1952 - Edward Hohfeld and Ferenc Molnar establish Morrison Chamber Music Center.
1956 - Morrison Chamber Music Center becomes permanent.
1970 - Andor Toth named artistic director.
1972 - Lazlo Varga named artistic director.
1989 - Alexander String Quartet named quartet-in-residence and Saul Gropman named artistic director.
1990 - San Francisco debut by Eroica Trio.
1992 - San Francisco debut by St. Lawrence String Quartet.
1995 - San Francisco debuts by Gilles Apap and The Transylvanian Mountain Boys.
1996 - San Francisco debuts by Palladian Ensemble (early music) and The Zephyros Woodwind Quintet.
1997 - San Francisco debuts by Wendy Cheng and the New Millennium Ensemble.
1998 - San Francisco debut by Trio Voronezh.
2000 - San Francisco debuts by eighthblackbird, Singphoniker, Thibaud String Trio and Vida.
2004 - San Francisco debut by FLUX Quartet.
2005-06 - 50th anniversary season.
2010 - Ronald Caltabiano named artistic director.
2011 - Richard Festinger named artistic director.
2018 - Cyrus Ginwala named Artistic Director
2020 - Morrison Chamber Music Center receives generous gift from the estate of Clement Galante; renames Morrison Artist Series "The Jane H. Galante Series of the May Treat Morrison Foundation"
The May Treat Morrison Trust and Jane Hohfeld Galante — An Appreciation
“If there is anything like the Morrison Artists Series in the world, neither I nor Google know about it. Imagine a rich program of prominent chamber-music concerts, complete with lectures, pre-concert talks, and master classes — all free. You don't need to imagine it, because San Francisco State University has been offering the series for six decades. As the longest-running chamber-music series in San Francisco and beyond, the Morrison Artists Series has presented more than 350 concerts, attended by an audience of some 100,000.”
— San Francisco Classical Voice
A native San Franciscan, Galante influenced the growth of the arts and chamber music in the Bay Area. A classically trained pianist, Galante performed across the U.S. and Europe during a performance career that spanned five decades. She was also a driving force for the Morrison Chamber Music Center and Morrison Artists Series, which provides the public with free access to world-class chamber music.
Galante's father, Edward Hohfeld, was administrator of the May Treat Morrison Trust, which was endowed by funds from the estate of Alexander F. Morrison and May Treat Morrison.
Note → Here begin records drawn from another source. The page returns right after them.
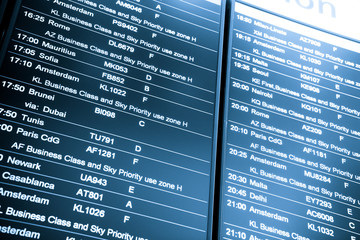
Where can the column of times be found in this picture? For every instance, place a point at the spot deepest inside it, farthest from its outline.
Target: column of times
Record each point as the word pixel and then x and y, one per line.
pixel 107 112
pixel 291 152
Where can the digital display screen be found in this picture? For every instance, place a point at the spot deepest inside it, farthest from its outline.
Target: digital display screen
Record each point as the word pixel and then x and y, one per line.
pixel 108 119
pixel 290 165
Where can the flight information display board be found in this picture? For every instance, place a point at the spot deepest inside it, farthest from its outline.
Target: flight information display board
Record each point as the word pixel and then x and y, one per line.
pixel 291 154
pixel 108 118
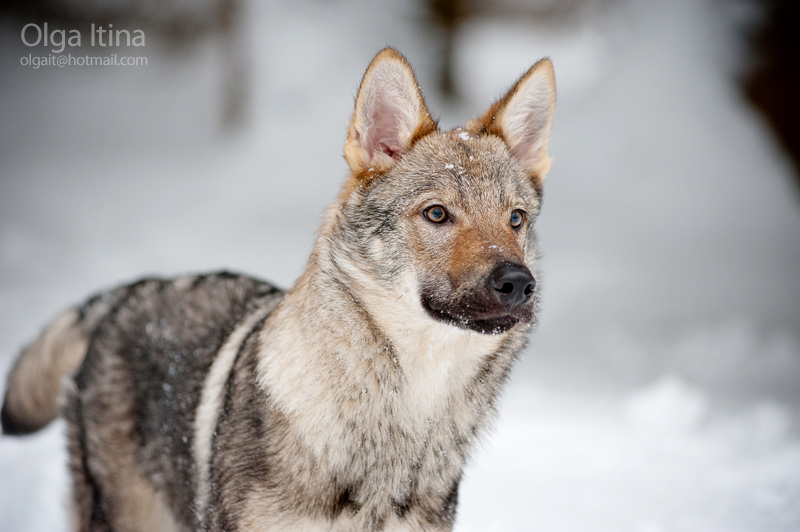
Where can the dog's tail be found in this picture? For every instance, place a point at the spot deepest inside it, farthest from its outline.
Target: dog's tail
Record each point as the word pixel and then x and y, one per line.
pixel 34 384
pixel 32 393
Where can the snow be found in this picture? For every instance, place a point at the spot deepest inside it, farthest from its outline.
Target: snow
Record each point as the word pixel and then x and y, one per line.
pixel 660 393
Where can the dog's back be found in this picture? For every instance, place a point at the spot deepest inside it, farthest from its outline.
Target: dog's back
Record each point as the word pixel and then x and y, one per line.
pixel 143 355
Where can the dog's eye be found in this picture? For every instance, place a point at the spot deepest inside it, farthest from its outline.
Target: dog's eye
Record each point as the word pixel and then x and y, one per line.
pixel 436 214
pixel 517 217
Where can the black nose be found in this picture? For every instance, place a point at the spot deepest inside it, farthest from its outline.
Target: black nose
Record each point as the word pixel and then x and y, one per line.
pixel 512 284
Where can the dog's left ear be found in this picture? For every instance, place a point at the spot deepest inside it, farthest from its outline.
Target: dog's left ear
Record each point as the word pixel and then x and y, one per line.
pixel 523 118
pixel 389 116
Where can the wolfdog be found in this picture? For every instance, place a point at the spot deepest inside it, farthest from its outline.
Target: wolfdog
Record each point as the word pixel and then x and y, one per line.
pixel 349 402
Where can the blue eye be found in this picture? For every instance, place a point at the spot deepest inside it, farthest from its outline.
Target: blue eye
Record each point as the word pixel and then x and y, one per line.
pixel 436 214
pixel 517 217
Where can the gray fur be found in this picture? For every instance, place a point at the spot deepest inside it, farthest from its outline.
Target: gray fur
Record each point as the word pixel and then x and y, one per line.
pixel 352 401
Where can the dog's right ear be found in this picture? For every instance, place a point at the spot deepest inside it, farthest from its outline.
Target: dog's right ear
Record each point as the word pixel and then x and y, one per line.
pixel 389 117
pixel 522 118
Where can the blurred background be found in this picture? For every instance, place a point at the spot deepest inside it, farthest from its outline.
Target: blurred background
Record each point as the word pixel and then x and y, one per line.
pixel 662 389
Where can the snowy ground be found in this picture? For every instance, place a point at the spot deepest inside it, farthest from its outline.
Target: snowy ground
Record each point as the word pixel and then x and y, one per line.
pixel 661 391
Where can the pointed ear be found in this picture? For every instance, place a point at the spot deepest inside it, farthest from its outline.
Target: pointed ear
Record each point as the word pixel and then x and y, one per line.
pixel 389 116
pixel 523 118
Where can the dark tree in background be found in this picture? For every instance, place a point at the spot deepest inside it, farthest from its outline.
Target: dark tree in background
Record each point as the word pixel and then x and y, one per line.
pixel 773 83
In 1952, Hohfeld founded the May Treat Morrison Chamber Music Center at SF State with the goal "to offer the finest music in the most accessible way." He believed that students should have the opportunity to learn from master teachers and hear chamber music performed by world-class musicians.
The Morrison Artists Series at SF State debuted in 1955, allowing tens of thousands of students and music lovers in the Bay Area to enjoy free concerts put on by the world's finest chamber musicians.
The Morrison Chamber Music Center is possible because of the partnership with the May Treat Morrison Foundation, the College of Liberal & Creative Arts and the School of Music.